Nous autres citoyens,
À qui on impose
Une vie morose,
On devient le Pégase
Qui vous oppose.
À l’arrivée de vos cuves de gaz,
Notre rage explose.
Pour que les David amoureux de la mer
Repoussent
Le Goliath destructeur de l’estuaire.
Habitants !
Commerçants !
Estivants !
Étudiants !
Adolescents !
Enfants !
Agissez !
Contre le port méthanier !
23 novembre 2007
ZULU
Du haut de sa falaise
Le forgeron divin récite
Des incantations à son aise.
J’appelle la providence illicite
Pour peaufiner ma terre glaise.
Une bénédiction s’invite
Pour soigner le malaise.
Forge sa chair anthracite
Comme on choie un butin.
Penché sur ma zouloue
Je médite dans son bain,
Pénètre son corps comme un fou,
Absorbe ses sensuels refrains.
Ton cœur bat dans tes tempes,
C’est l’appel du rythme africain,
Vers les cieux tu rampes
Pour que vole ton sang incertain.
Zulu allume la surréaliste lampe
Et disparaît dans mes grandes mains.
BANDE DESSINEE
Projet d'un livre d'illustrations du "Périple de l'homme-singe".
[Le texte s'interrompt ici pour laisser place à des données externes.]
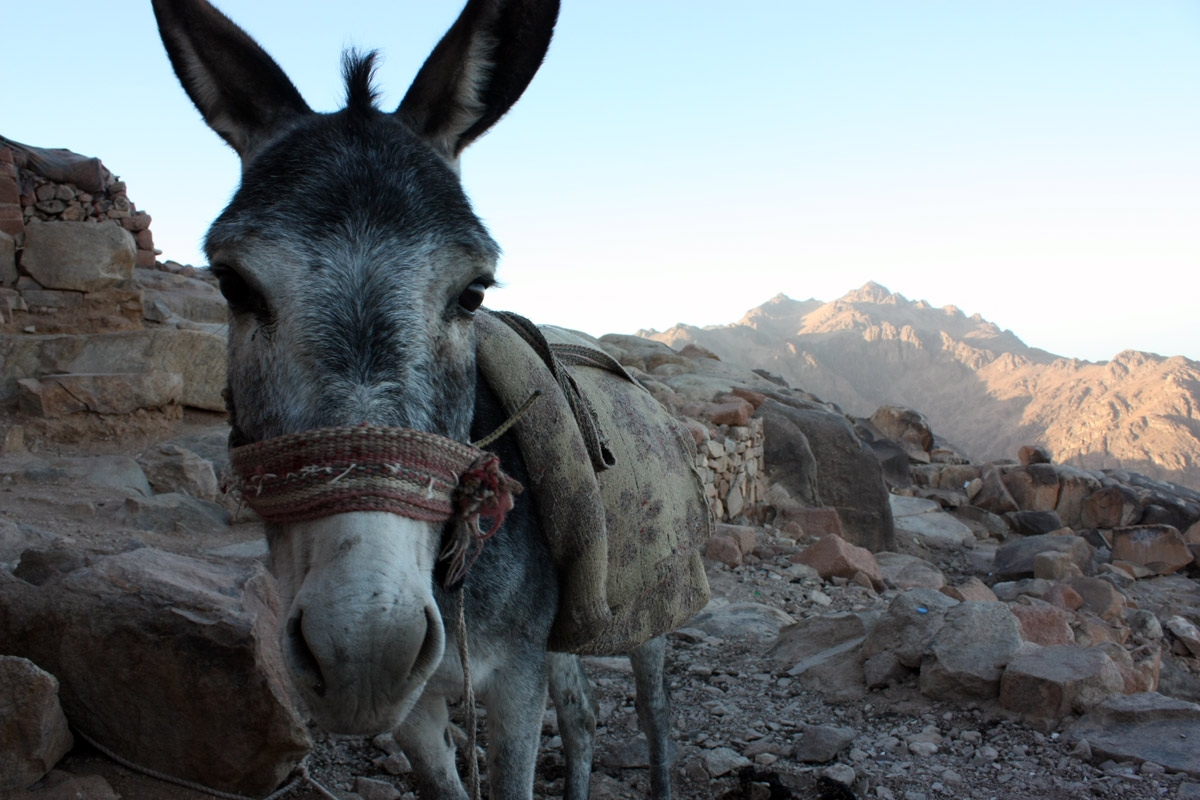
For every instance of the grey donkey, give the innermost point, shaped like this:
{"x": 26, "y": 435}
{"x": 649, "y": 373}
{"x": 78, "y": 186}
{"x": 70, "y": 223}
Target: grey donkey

LA CHEVALERIE DU CARNAGE (Chivalry of carnage)
Ecriture d'un scénario de long métrage "wu xia pian" en hommage à Bruce Lee, mais aussi "Conan le barbare" de John Milius et les films de la Shaw Brothers.
MASQUE
Ecriture d'un scénario de moyen métrage en hommage à Jean Cocteau et Jean Marais.
"Dans son repère, un mystérieux étranger guide un jeune poète et son amoureuse. Le destin les séparera, et le jeune poète devra faire face à une énigmatique jeune femme qui lui rappellera son précédent amour".
LE GORILLE INCONNU
Braconniers ! Gibiers ! Visez ! Tirez !
Il était avec sa famille chez lui
On a frappé à sa vaste porte
Ils ont craintivement rugi
On a souillé ses mottes
Il a familièrement réagi
On les a destiné à être une race morte
Ils ont eux aussi failli
On a décampé dans nos sanglantes bottes.